Per una identitá porosa


Per un desiderabile futuro di convivenza la unica cosa che non ci serve sono gli storici che regalano “pedigrì”, che giustifichino l’ appartenenza al Europa e che pretendano che sia l’ inevitabile culminazione della storia del vecchio continente. La Storia si crea a partire della relazione e della interazione delle culture, la storia si crea a partire dalla interruzione delle identità.
Ma quanto mi diverto quando vedo naufragare i fattori unificatori europei che ci regalano gli intellettuali.
Lo ammetto, la storia vi conforta, le uniche imprese che hanno unito gli europei sono quelle contro i musulmani, però attenti la religione nonostante si condivida, divide ed unisce allo stesso tempo. Basti pensare all’ Irlanda del Nord, alle guerre di religione del XVII secolo, allo scisma che divise la cristianità in due Imperi. Siamo sicuri che il cristianesimo è un fattore unificatore?

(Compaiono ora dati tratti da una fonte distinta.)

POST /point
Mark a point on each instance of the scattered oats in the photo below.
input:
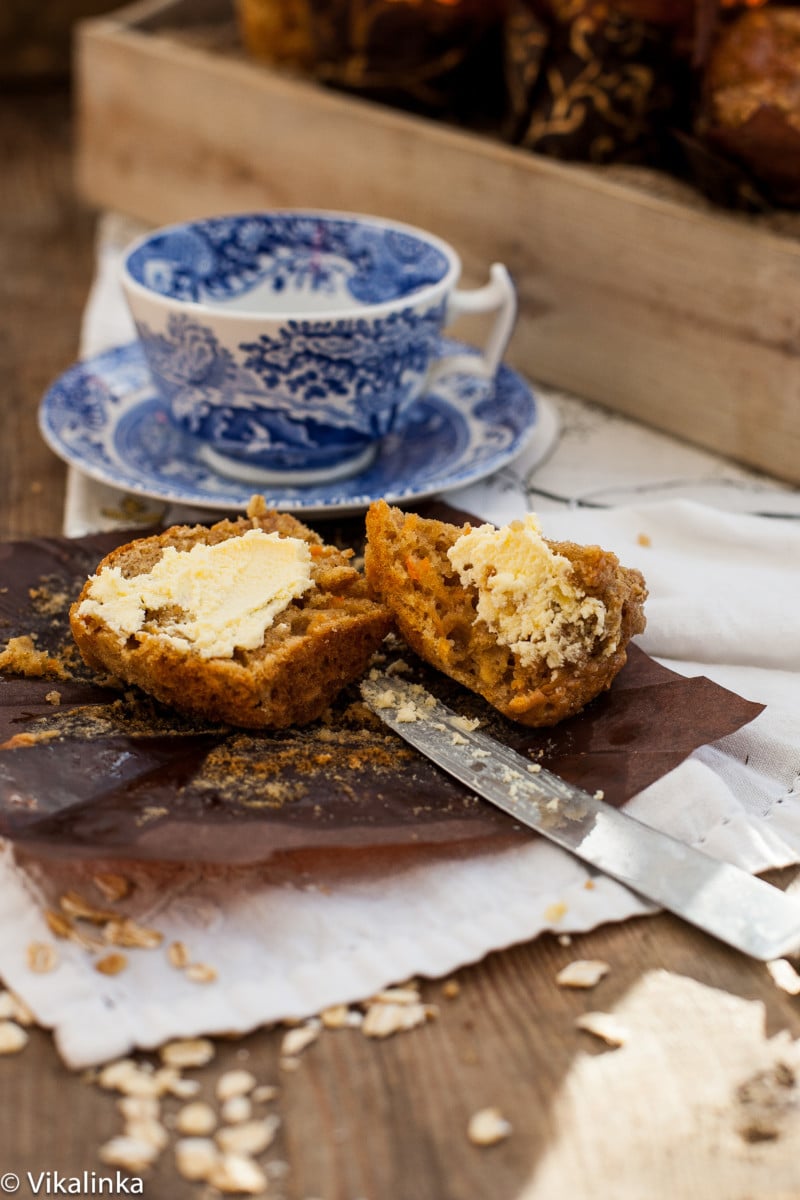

A questo punto, dopo la disfatta della cavalleria pesante degli storici pro cristianesimo arriva la seconda carica quella dei fanti che con le lame fuori dal fodero si battono per la causa greco-romana, gridano: “civiltà latinaaaaa!!!!”.
Ma se Roma e la sua grande cultura giuridico amministrativa non arrivarono nè troppo a nord delle alpi ne troppo ad est del Danubio ed invece raggiunsero totalmente il Vicino Oriente, quel vicino Oriente che oggi vediamo diversissimo e lontanissimo. Perchè un polacco di Cracovia è più europeo di un un palestinese di Ram Allah in Cisgiordania?
Poi arriva l’ ultimo attacco, quello portato dagli storici progressisti, quello che io chiamo l’ attacco fatto con taglia unghie e temperini, l’ attacco di quei furbetti vanitosi che provano ad utilizzare grandi temi come il Rinascimento, la Riforma, la Rivoluzione scientifica, l’ illuminismo, l’ industrializzazione. Ma lo sanno che tutta l’ Europa ortodossa non mai condiviso queste fighissime esperienze culturali ed economiche?
L’ Europa non è solo un mito, direi che pensata con tutti questi “pedigri” è addirittura un progetto politico reazionario, poco immaginativo.
Ci spaventiamo, ce la facciamo sotto quando pensiamo ad un Europa come ad un cumulo di identità etniche e nazionali fino ad un certo punto comuni tra di loro.
Mi affascina l’ Idea che sia la diversità a conferire al Europa la sua unità. Ma per voi non è confortante intellettualmente il fatto che possa esistere una idea d’ Europa che accetti la differenza e le divisioni più profonde? Non sognate meglio la notte? Invece di fare gli storici noiosi a pagamento perchè non ammettete che la cultura europea è più porosa e permeabile rispetto a quello che si è sempre pensato? Siate utili alla convivenza! Siate utili al prossimo!